The authors evaluate each defense mechanism against four quantitative metrics: performance (delay, throughput), resource consumption (energy, memory), scalability (behavior as node count grows), and security effectiveness (attack mitigation rate). For instance, PKI‑based schemes achieve the highest security effectiveness but incur the greatest delay and energy cost; trust‑based routing offers moderate delay and low energy usage but is vulnerable to trust‑score manipulation; IDS provides high detection accuracy but at the expense of considerable computational load; multipath routing improves resilience but reduces overall throughput due to redundant traffic. The comparative analysis underscores that no single technique can simultaneously satisfy all criteria, and practical MANET security solutions must therefore adopt a hybrid, layered approach.

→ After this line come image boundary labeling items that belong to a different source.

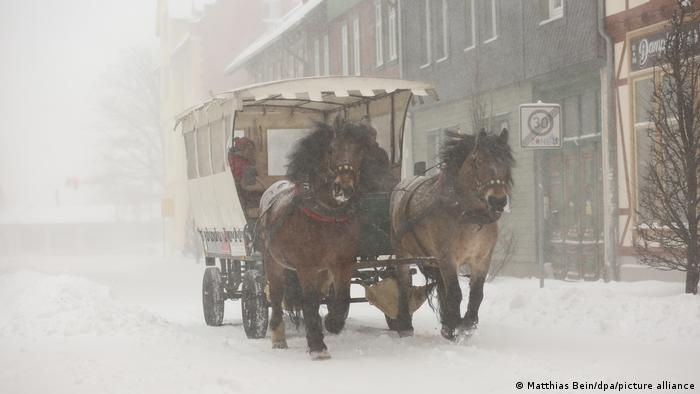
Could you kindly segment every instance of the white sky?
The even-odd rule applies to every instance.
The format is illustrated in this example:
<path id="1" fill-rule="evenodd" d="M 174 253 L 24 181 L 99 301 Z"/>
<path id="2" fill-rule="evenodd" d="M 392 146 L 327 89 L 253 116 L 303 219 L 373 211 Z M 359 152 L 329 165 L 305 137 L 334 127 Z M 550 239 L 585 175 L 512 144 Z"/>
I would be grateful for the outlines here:
<path id="1" fill-rule="evenodd" d="M 99 78 L 120 49 L 156 44 L 156 0 L 0 0 L 0 189 L 53 201 L 91 173 Z"/>

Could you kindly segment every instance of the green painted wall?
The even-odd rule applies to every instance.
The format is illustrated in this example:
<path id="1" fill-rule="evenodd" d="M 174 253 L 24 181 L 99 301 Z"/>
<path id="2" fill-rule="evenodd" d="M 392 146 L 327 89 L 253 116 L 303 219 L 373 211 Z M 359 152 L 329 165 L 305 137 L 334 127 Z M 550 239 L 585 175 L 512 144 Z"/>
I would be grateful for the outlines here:
<path id="1" fill-rule="evenodd" d="M 328 20 L 332 21 L 362 1 L 363 0 L 327 0 L 326 12 L 328 15 Z"/>

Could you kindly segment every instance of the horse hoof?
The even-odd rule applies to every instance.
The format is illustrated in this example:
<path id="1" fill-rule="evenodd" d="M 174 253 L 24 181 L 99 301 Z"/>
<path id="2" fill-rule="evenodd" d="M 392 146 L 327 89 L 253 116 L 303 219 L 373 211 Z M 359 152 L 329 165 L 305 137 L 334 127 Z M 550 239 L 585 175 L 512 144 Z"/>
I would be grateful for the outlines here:
<path id="1" fill-rule="evenodd" d="M 311 357 L 311 360 L 313 361 L 318 361 L 318 360 L 328 360 L 331 358 L 331 354 L 328 353 L 327 349 L 318 351 L 318 352 L 309 352 L 309 356 Z"/>
<path id="2" fill-rule="evenodd" d="M 326 318 L 323 319 L 323 323 L 323 325 L 326 326 L 326 331 L 328 331 L 331 334 L 340 334 L 340 332 L 343 331 L 343 327 L 345 326 L 345 321 L 329 319 L 328 316 L 326 316 Z"/>
<path id="3" fill-rule="evenodd" d="M 413 329 L 409 330 L 398 330 L 396 331 L 399 333 L 399 338 L 406 338 L 406 337 L 412 337 L 413 336 Z"/>
<path id="4" fill-rule="evenodd" d="M 442 330 L 440 330 L 440 334 L 442 335 L 443 338 L 447 339 L 448 341 L 455 340 L 455 329 L 454 328 L 442 326 Z"/>
<path id="5" fill-rule="evenodd" d="M 286 349 L 287 348 L 287 341 L 273 342 L 272 348 L 273 349 Z"/>

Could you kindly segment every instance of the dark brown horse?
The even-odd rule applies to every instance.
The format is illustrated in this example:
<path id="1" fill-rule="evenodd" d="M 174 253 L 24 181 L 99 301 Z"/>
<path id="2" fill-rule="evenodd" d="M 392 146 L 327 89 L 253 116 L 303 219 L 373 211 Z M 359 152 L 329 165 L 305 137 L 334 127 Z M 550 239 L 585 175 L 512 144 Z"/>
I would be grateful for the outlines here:
<path id="1" fill-rule="evenodd" d="M 500 135 L 447 133 L 441 147 L 443 168 L 432 177 L 401 182 L 391 197 L 392 242 L 397 256 L 432 256 L 423 273 L 437 282 L 442 335 L 455 340 L 479 322 L 484 280 L 498 237 L 498 225 L 512 185 L 513 155 L 508 131 Z M 462 318 L 457 274 L 470 272 L 469 304 Z M 403 300 L 406 298 L 403 297 Z M 410 324 L 407 307 L 399 321 Z"/>
<path id="2" fill-rule="evenodd" d="M 284 301 L 287 309 L 301 304 L 311 358 L 330 357 L 323 342 L 319 301 L 325 296 L 328 302 L 326 330 L 339 333 L 350 306 L 357 255 L 359 223 L 354 205 L 359 169 L 371 143 L 367 126 L 343 121 L 334 126 L 318 124 L 289 156 L 291 182 L 278 182 L 263 196 L 259 234 L 272 304 L 273 348 L 287 347 Z M 290 285 L 290 281 L 296 283 Z M 300 292 L 290 291 L 299 287 Z M 332 291 L 323 294 L 324 288 Z"/>

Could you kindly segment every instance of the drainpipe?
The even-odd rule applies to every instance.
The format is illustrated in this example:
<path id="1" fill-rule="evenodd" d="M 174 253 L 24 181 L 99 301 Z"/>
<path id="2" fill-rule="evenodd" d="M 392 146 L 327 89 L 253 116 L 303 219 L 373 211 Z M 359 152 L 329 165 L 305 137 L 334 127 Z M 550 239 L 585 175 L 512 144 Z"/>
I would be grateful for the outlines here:
<path id="1" fill-rule="evenodd" d="M 605 243 L 603 278 L 606 282 L 620 280 L 617 262 L 617 128 L 614 100 L 614 44 L 605 31 L 605 0 L 598 0 L 598 34 L 605 40 L 605 67 L 600 70 L 600 93 L 603 128 L 603 240 Z"/>
<path id="2" fill-rule="evenodd" d="M 398 25 L 396 34 L 399 36 L 399 42 L 396 44 L 399 56 L 399 79 L 403 79 L 403 16 L 401 15 L 401 0 L 390 1 L 389 6 L 396 7 L 396 24 Z"/>

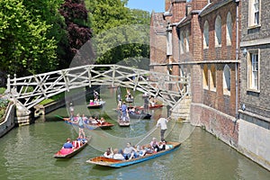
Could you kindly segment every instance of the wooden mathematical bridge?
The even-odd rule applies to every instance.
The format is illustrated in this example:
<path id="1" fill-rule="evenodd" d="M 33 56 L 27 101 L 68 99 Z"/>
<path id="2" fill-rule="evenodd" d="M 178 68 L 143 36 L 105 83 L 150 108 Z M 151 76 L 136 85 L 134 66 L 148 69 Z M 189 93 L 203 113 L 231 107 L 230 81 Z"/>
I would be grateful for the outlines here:
<path id="1" fill-rule="evenodd" d="M 30 76 L 11 78 L 8 76 L 9 98 L 24 111 L 44 99 L 71 89 L 111 86 L 148 93 L 174 107 L 188 94 L 186 77 L 123 67 L 119 65 L 87 65 Z"/>

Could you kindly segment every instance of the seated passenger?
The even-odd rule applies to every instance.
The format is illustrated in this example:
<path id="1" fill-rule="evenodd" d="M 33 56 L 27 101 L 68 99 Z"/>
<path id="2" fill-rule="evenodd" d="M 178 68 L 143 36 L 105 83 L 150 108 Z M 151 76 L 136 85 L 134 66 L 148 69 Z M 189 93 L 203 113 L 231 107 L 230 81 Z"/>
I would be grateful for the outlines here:
<path id="1" fill-rule="evenodd" d="M 71 140 L 69 138 L 68 138 L 67 142 L 63 145 L 62 148 L 73 148 L 73 145 L 70 141 L 71 141 Z"/>
<path id="2" fill-rule="evenodd" d="M 134 148 L 130 142 L 127 143 L 127 147 L 123 150 L 123 156 L 126 160 L 131 159 L 134 157 L 134 153 L 136 152 L 136 148 Z"/>
<path id="3" fill-rule="evenodd" d="M 90 100 L 90 105 L 94 105 L 94 102 L 93 102 L 93 100 L 91 99 Z"/>
<path id="4" fill-rule="evenodd" d="M 144 146 L 137 146 L 138 157 L 143 157 L 147 153 Z"/>
<path id="5" fill-rule="evenodd" d="M 104 152 L 104 156 L 105 158 L 113 158 L 113 152 L 112 150 L 112 148 L 108 148 L 108 149 L 106 150 L 106 152 Z"/>
<path id="6" fill-rule="evenodd" d="M 165 150 L 166 149 L 166 140 L 162 140 L 159 143 L 159 150 Z"/>
<path id="7" fill-rule="evenodd" d="M 101 117 L 101 119 L 99 120 L 99 123 L 104 124 L 104 122 L 105 122 L 105 119 L 104 117 Z"/>
<path id="8" fill-rule="evenodd" d="M 85 114 L 82 115 L 82 119 L 83 119 L 85 124 L 88 124 L 88 122 L 89 122 L 88 118 Z"/>
<path id="9" fill-rule="evenodd" d="M 118 150 L 118 148 L 113 149 L 113 158 L 118 160 L 124 160 L 125 158 L 123 157 L 122 150 Z"/>
<path id="10" fill-rule="evenodd" d="M 98 122 L 95 120 L 95 118 L 91 118 L 90 123 L 96 125 L 98 123 Z"/>
<path id="11" fill-rule="evenodd" d="M 150 142 L 150 145 L 151 145 L 151 148 L 155 152 L 158 152 L 160 150 L 159 147 L 158 147 L 158 142 L 157 141 L 157 139 L 155 137 L 152 139 L 152 141 Z"/>

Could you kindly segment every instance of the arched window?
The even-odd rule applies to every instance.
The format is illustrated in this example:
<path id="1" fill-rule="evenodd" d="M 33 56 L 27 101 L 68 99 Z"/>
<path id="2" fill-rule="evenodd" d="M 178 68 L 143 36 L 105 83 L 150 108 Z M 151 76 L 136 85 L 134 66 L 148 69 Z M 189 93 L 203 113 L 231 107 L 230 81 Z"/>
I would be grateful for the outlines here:
<path id="1" fill-rule="evenodd" d="M 215 45 L 221 45 L 221 18 L 220 15 L 217 16 L 215 22 Z"/>
<path id="2" fill-rule="evenodd" d="M 189 52 L 189 31 L 185 32 L 185 42 L 186 52 Z"/>
<path id="3" fill-rule="evenodd" d="M 217 82 L 216 82 L 216 67 L 215 65 L 211 65 L 210 68 L 210 89 L 215 91 L 217 87 Z"/>
<path id="4" fill-rule="evenodd" d="M 180 54 L 184 54 L 184 34 L 183 32 L 181 32 L 180 33 Z"/>
<path id="5" fill-rule="evenodd" d="M 202 81 L 203 81 L 203 88 L 208 89 L 208 67 L 207 65 L 203 65 L 203 75 L 202 75 Z"/>
<path id="6" fill-rule="evenodd" d="M 203 25 L 203 49 L 209 47 L 209 24 L 206 21 Z"/>
<path id="7" fill-rule="evenodd" d="M 232 22 L 231 22 L 231 15 L 230 13 L 229 12 L 227 14 L 227 24 L 226 24 L 227 28 L 227 33 L 226 33 L 226 39 L 227 39 L 227 45 L 230 45 L 231 44 L 231 30 L 232 30 Z"/>
<path id="8" fill-rule="evenodd" d="M 223 92 L 224 94 L 230 92 L 230 69 L 228 65 L 225 65 L 223 69 Z"/>

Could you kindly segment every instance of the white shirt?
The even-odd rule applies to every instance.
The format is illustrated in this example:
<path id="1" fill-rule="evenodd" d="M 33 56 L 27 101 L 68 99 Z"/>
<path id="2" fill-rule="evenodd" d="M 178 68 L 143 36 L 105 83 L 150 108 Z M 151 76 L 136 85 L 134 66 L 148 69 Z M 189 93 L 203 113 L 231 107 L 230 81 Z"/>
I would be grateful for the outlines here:
<path id="1" fill-rule="evenodd" d="M 168 122 L 166 118 L 159 118 L 157 123 L 157 128 L 160 125 L 161 130 L 166 130 L 166 122 Z"/>

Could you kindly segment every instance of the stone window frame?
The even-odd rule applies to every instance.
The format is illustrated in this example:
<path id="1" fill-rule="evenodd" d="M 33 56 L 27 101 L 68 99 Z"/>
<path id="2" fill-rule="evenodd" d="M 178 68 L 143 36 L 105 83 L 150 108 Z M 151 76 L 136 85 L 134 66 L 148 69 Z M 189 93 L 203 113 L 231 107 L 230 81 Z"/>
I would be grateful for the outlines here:
<path id="1" fill-rule="evenodd" d="M 248 52 L 248 91 L 260 92 L 260 50 Z"/>
<path id="2" fill-rule="evenodd" d="M 209 90 L 209 74 L 208 74 L 208 66 L 202 66 L 202 87 L 203 89 Z"/>
<path id="3" fill-rule="evenodd" d="M 189 52 L 189 31 L 185 31 L 185 51 Z"/>
<path id="4" fill-rule="evenodd" d="M 261 26 L 261 0 L 248 1 L 248 28 Z"/>
<path id="5" fill-rule="evenodd" d="M 222 35 L 222 19 L 220 15 L 217 15 L 215 19 L 215 47 L 221 47 Z"/>
<path id="6" fill-rule="evenodd" d="M 228 64 L 223 68 L 223 94 L 230 95 L 231 70 Z"/>
<path id="7" fill-rule="evenodd" d="M 180 32 L 180 54 L 184 53 L 184 32 L 181 31 Z"/>
<path id="8" fill-rule="evenodd" d="M 232 19 L 231 14 L 229 12 L 227 14 L 226 20 L 226 42 L 227 46 L 231 45 L 231 38 L 232 38 Z"/>
<path id="9" fill-rule="evenodd" d="M 216 91 L 217 90 L 217 68 L 216 65 L 212 64 L 210 67 L 210 90 Z"/>
<path id="10" fill-rule="evenodd" d="M 204 22 L 203 25 L 203 49 L 209 49 L 209 22 Z"/>

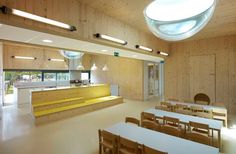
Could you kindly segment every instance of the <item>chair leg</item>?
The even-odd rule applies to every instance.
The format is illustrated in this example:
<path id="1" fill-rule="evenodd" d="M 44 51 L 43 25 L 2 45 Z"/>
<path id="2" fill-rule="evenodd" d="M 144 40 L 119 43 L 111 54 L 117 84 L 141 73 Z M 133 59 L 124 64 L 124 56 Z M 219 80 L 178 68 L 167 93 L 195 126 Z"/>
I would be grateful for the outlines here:
<path id="1" fill-rule="evenodd" d="M 102 145 L 99 144 L 99 154 L 102 154 Z"/>

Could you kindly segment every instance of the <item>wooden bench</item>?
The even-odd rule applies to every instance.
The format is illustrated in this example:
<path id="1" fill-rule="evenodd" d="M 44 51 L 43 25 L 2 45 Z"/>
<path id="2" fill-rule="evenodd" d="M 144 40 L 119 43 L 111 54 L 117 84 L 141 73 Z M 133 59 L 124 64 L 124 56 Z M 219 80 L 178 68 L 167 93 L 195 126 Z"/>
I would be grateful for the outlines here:
<path id="1" fill-rule="evenodd" d="M 96 87 L 36 91 L 32 93 L 32 115 L 38 125 L 119 103 L 123 103 L 123 98 L 110 96 L 110 86 L 105 84 Z"/>

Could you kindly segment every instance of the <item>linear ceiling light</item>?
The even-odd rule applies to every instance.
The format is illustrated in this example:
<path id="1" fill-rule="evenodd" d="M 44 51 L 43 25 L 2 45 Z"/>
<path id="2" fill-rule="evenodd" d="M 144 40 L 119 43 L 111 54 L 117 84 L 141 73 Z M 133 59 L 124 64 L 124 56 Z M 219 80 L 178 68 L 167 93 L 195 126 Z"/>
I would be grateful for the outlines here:
<path id="1" fill-rule="evenodd" d="M 17 9 L 11 9 L 11 8 L 6 7 L 6 6 L 2 6 L 2 7 L 0 7 L 0 9 L 2 10 L 3 14 L 13 14 L 13 15 L 20 16 L 20 17 L 23 17 L 23 18 L 28 18 L 28 19 L 31 19 L 31 20 L 34 20 L 34 21 L 38 21 L 38 22 L 49 24 L 49 25 L 57 26 L 57 27 L 60 27 L 60 28 L 68 29 L 70 31 L 76 31 L 75 26 L 71 26 L 71 25 L 65 24 L 63 22 L 59 22 L 59 21 L 55 21 L 55 20 L 52 20 L 52 19 L 44 18 L 44 17 L 37 16 L 37 15 L 31 14 L 31 13 L 20 11 L 20 10 L 17 10 Z"/>
<path id="2" fill-rule="evenodd" d="M 54 58 L 49 58 L 49 61 L 58 61 L 58 62 L 62 62 L 65 61 L 64 59 L 54 59 Z"/>
<path id="3" fill-rule="evenodd" d="M 145 51 L 149 51 L 149 52 L 153 51 L 153 49 L 145 47 L 145 46 L 142 46 L 142 45 L 136 45 L 135 48 L 141 49 L 141 50 L 145 50 Z"/>
<path id="4" fill-rule="evenodd" d="M 15 59 L 28 59 L 28 60 L 37 59 L 36 57 L 24 57 L 24 56 L 12 56 L 12 58 L 15 58 Z"/>
<path id="5" fill-rule="evenodd" d="M 99 34 L 99 33 L 97 33 L 97 34 L 94 34 L 94 36 L 95 36 L 96 38 L 100 38 L 100 39 L 103 39 L 103 40 L 107 40 L 107 41 L 119 43 L 119 44 L 122 44 L 122 45 L 128 44 L 127 41 L 120 40 L 120 39 L 117 39 L 117 38 L 114 38 L 114 37 L 111 37 L 111 36 L 108 36 L 108 35 L 104 35 L 104 34 Z"/>
<path id="6" fill-rule="evenodd" d="M 157 53 L 160 54 L 160 55 L 163 55 L 163 56 L 169 56 L 169 54 L 165 53 L 165 52 L 157 51 Z"/>

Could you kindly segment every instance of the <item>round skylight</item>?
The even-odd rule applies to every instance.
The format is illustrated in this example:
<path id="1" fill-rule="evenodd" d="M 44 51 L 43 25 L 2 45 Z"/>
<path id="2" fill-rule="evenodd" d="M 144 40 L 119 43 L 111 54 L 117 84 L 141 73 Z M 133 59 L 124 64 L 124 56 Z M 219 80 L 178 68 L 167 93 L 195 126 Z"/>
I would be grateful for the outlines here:
<path id="1" fill-rule="evenodd" d="M 154 35 L 178 41 L 199 32 L 212 17 L 215 5 L 216 0 L 155 0 L 144 16 Z"/>

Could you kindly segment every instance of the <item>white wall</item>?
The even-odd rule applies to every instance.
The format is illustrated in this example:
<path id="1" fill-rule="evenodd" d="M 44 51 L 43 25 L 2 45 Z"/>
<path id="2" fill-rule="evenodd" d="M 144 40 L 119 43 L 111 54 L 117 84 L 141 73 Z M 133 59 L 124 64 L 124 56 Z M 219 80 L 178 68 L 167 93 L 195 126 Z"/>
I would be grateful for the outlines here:
<path id="1" fill-rule="evenodd" d="M 2 119 L 3 106 L 3 45 L 0 42 L 0 120 Z"/>

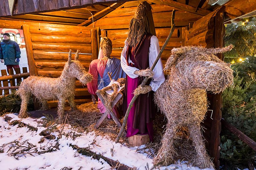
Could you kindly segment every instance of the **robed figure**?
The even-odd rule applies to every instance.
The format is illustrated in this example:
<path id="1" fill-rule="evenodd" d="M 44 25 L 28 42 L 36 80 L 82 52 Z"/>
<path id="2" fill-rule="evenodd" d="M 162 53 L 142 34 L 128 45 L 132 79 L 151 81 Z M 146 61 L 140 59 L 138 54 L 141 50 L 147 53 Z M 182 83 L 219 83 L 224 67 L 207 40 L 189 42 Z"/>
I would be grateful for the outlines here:
<path id="1" fill-rule="evenodd" d="M 137 7 L 130 22 L 128 37 L 121 54 L 121 65 L 127 75 L 123 104 L 125 114 L 134 96 L 134 90 L 144 79 L 135 71 L 151 67 L 160 51 L 158 39 L 150 33 L 147 7 L 142 3 Z M 152 91 L 140 94 L 131 110 L 127 120 L 127 137 L 148 134 L 150 140 L 153 141 L 153 120 L 156 111 L 153 95 L 165 80 L 163 69 L 160 59 L 153 70 L 154 76 L 146 84 L 150 86 Z"/>
<path id="2" fill-rule="evenodd" d="M 112 42 L 110 39 L 106 37 L 102 38 L 100 44 L 100 49 L 98 59 L 93 60 L 90 64 L 89 73 L 93 76 L 93 79 L 87 84 L 88 91 L 95 99 L 95 95 L 97 90 L 100 90 L 106 87 L 110 82 L 108 74 L 112 73 L 112 78 L 117 80 L 119 78 L 125 77 L 125 73 L 122 69 L 120 60 L 115 58 L 111 58 Z M 101 113 L 104 113 L 106 108 L 99 99 L 98 101 L 98 108 Z M 119 115 L 115 107 L 112 110 L 113 112 L 117 117 Z M 110 116 L 108 118 L 110 118 Z"/>

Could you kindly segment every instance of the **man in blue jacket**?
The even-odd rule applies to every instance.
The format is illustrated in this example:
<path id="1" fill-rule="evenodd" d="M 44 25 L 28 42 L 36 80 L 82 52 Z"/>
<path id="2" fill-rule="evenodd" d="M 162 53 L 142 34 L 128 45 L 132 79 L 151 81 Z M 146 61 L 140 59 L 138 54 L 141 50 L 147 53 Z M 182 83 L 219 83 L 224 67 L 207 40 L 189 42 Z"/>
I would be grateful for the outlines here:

In the final section, the paper outlines promising research directions. Lightweight cryptographic primitives (e.g., elliptic‑curve cryptography optimized for low‑power devices) are needed to reduce computational burden. Dynamic trust models that can update reputations in real time, possibly leveraging Bayesian inference or reinforcement learning, could better cope with rapid topology changes. Energy‑aware IDS that employ lightweight feature extraction and on‑device learning aim to balance detection capability with battery life. The authors also propose exploring blockchain‑based key management and decentralized trust recording, arguing that immutable ledgers can provide tamper‑proof identity verification without a central authority—an attractive prospect for MANETs. Additionally, concepts such as network slicing to isolate critical traffic, and cross‑layer security frameworks that jointly consider routing, MAC, and physical‑layer metrics, are highlighted as fertile ground for future work.

Overall, the survey delivers a thorough taxonomy of MANET security threats, a balanced critique of existing mitigation strategies, and a forward‑looking roadmap that emphasizes lightweight, adaptive, and decentralized solutions tailored to the unique constraints of mobile ad hoc environments.